"Mebbe so get lost in the trees, mebbe so get shot by the Cocopah,"
the Indian replied as he shook his head.
The captain laughed at the last and said that the Yuma and Cocopah
Indians were not the best of friends, and accused each other of all
sorts of things which neither had committed. Some Mexicans and certain
outlawed whites who kept close to the border for different reasons,
and the possibilities of bogging in a cane-brake were the only
uncertainties. In so many words he advised me against going.
Still I persevered. I had planned so long on completing my boating
trip to the Gulf, that I disliked to abandon the idea altogether. I
felt sure, with a flood on the Colorado, there would be some channel
that a flat-bottomed boat could go through, when travelling with the
current; but the return trip and the chances of being made a target
for some hidden native who had lived on this unfriendly border and had
as much reason for respecting some citizens of the United States as
our own Indians had in the frontier days, caused me considerable
concern.

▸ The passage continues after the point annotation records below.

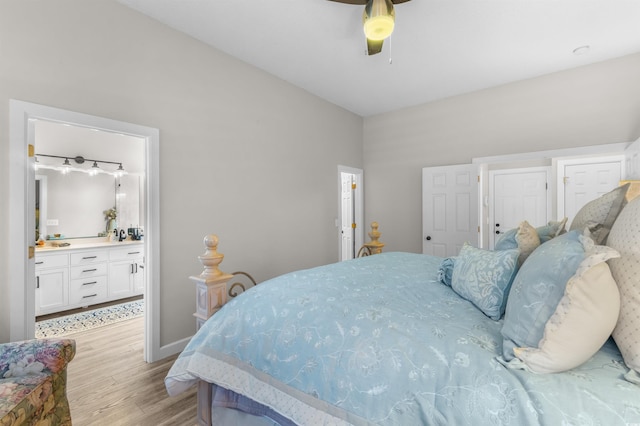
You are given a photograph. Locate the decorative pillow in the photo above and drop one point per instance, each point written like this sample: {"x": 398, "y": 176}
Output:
{"x": 527, "y": 239}
{"x": 507, "y": 240}
{"x": 583, "y": 319}
{"x": 625, "y": 237}
{"x": 599, "y": 215}
{"x": 551, "y": 230}
{"x": 445, "y": 271}
{"x": 484, "y": 278}
{"x": 537, "y": 289}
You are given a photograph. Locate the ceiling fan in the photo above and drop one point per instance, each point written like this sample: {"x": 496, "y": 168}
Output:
{"x": 378, "y": 21}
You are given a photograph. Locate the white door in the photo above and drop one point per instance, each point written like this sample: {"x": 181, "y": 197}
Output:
{"x": 449, "y": 208}
{"x": 516, "y": 195}
{"x": 584, "y": 180}
{"x": 350, "y": 222}
{"x": 347, "y": 222}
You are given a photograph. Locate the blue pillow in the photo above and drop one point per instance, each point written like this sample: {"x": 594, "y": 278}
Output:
{"x": 537, "y": 289}
{"x": 445, "y": 271}
{"x": 507, "y": 240}
{"x": 484, "y": 277}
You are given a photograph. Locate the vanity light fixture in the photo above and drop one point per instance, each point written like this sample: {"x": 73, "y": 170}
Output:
{"x": 93, "y": 170}
{"x": 120, "y": 172}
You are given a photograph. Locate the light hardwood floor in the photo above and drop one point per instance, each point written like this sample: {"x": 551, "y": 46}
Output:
{"x": 110, "y": 384}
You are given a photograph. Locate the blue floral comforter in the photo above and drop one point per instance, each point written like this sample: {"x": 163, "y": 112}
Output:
{"x": 378, "y": 340}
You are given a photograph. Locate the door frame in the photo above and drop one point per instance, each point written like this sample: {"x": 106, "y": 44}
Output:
{"x": 358, "y": 214}
{"x": 22, "y": 215}
{"x": 490, "y": 203}
{"x": 561, "y": 163}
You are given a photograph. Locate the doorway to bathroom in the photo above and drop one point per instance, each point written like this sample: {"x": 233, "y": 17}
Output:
{"x": 24, "y": 118}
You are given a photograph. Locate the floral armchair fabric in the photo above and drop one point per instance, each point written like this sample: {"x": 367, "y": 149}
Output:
{"x": 33, "y": 376}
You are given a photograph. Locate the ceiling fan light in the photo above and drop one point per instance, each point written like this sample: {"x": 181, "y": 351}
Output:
{"x": 379, "y": 19}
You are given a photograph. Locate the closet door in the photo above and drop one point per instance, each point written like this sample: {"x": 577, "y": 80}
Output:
{"x": 516, "y": 195}
{"x": 583, "y": 180}
{"x": 449, "y": 208}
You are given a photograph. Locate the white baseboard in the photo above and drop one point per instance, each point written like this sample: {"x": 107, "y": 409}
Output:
{"x": 174, "y": 347}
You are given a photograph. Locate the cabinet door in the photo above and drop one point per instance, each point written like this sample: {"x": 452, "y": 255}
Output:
{"x": 120, "y": 279}
{"x": 52, "y": 292}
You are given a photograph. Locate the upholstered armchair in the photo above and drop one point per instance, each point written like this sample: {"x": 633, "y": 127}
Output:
{"x": 33, "y": 377}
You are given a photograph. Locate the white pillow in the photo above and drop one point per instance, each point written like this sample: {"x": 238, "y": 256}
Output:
{"x": 527, "y": 239}
{"x": 582, "y": 321}
{"x": 599, "y": 215}
{"x": 625, "y": 237}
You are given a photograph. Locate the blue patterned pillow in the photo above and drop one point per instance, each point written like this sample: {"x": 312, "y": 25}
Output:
{"x": 445, "y": 271}
{"x": 507, "y": 240}
{"x": 484, "y": 277}
{"x": 551, "y": 230}
{"x": 537, "y": 289}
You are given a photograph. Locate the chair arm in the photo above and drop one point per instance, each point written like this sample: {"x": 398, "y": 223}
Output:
{"x": 35, "y": 356}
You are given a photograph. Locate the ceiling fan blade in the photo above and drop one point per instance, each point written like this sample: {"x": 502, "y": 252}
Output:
{"x": 374, "y": 46}
{"x": 361, "y": 2}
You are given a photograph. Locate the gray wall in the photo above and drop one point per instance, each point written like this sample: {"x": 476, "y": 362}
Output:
{"x": 242, "y": 154}
{"x": 591, "y": 105}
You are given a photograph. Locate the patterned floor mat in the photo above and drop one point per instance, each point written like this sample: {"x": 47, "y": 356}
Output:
{"x": 75, "y": 323}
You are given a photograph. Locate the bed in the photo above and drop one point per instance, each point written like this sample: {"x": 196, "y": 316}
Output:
{"x": 542, "y": 330}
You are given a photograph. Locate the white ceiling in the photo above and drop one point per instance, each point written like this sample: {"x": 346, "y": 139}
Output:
{"x": 440, "y": 48}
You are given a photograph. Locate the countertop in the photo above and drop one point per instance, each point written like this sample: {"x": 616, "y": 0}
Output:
{"x": 76, "y": 245}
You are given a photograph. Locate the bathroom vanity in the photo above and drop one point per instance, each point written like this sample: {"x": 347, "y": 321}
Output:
{"x": 84, "y": 274}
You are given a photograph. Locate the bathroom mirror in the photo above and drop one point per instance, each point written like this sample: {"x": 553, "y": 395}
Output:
{"x": 70, "y": 201}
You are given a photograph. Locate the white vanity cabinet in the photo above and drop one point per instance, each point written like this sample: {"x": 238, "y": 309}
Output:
{"x": 52, "y": 277}
{"x": 88, "y": 278}
{"x": 126, "y": 272}
{"x": 69, "y": 278}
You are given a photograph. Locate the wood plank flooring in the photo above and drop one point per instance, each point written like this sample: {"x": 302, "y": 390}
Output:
{"x": 110, "y": 384}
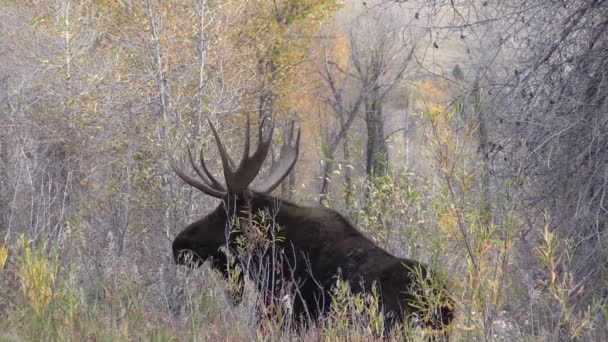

I knew it was customary everywhere to make much of the
imaginary dangers, as we had found in our other journeys; but it is
not difficult to discriminate between sound advice and the croakings
which are based on lack of real information. I knew this was sound
advice, and as usual I disliked to follow it. At last I got some
encouragement. It came from a retired Wild West showman,--the real
thing, one who knew the West from its early days.